Basic Education, Nestlé SA partner to launch ‘healthier kids’ project

PRETORIA – The national department of basic education (DBE) on Tuesday, has partnered with Nestlé South Africa to launch the food and beverage company’s global initiative geared towards promoting the overall health and well-being of children, the “Nestlé for Healthier Kids” programme.

Neo Rakwena, director for the National Schools Nutrition Programme (NSNP) in the DBE explained the partnership with Nestlé, it will ensure that learners live and eat well and get the time to exercise.

She said, “One of the things we have done with Nestlé as a private business is to partner around nutrition education and that has been the thrust of our partnership. Basically, what entails that nutrition education is that we are able to target learners in schools, making sure that carry key messages on nutrition, having to promote nutrition knowledge, as well as making sure that they become physically active,”

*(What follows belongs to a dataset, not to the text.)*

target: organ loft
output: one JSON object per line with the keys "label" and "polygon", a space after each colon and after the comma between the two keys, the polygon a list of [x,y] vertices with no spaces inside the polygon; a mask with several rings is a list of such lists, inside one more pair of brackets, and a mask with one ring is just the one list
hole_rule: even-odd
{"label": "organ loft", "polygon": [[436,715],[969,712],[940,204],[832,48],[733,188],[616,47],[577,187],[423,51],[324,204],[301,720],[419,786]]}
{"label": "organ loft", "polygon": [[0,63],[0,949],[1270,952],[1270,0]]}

“Today’s global launch takes this to another level where we want to make sure that we reach a wider audience. This is one of our plans this year, and we will be looking at obesity as a theme. One of the challenges we are having as a department, or rather as society, is that we have high levels of obesity.”

Monako Dibetle of Nestle South Africa added that the panel discussion held in Pretoria on Tuesday main goal was to promot healthier lifestyles in learners.

Dibetle said, “The panel discussion’s aim was to bring in everybody who has been working in the process of the Nestle for Healthy Kids programme. We were contributing to the broader discussion of nutrition in health and education.”

This project by Nestle has been a global initiative, “Nestlé for Healthier Kids”, launched on United Nations International Day of Families and aims to help 50 million children by 2030.

Through this initiative, Nestlé South Africa aims to reach over 50 percent of South African primary school learners by 2020.

The company has pledged by 2020 with WHO recommendations to reduce added sugars by five percent, decrease salt by 10 percent, and to complete the pledge taken in 2014, to reduce saturated fats by 10 percent in all relevant products that do not meet the criteria.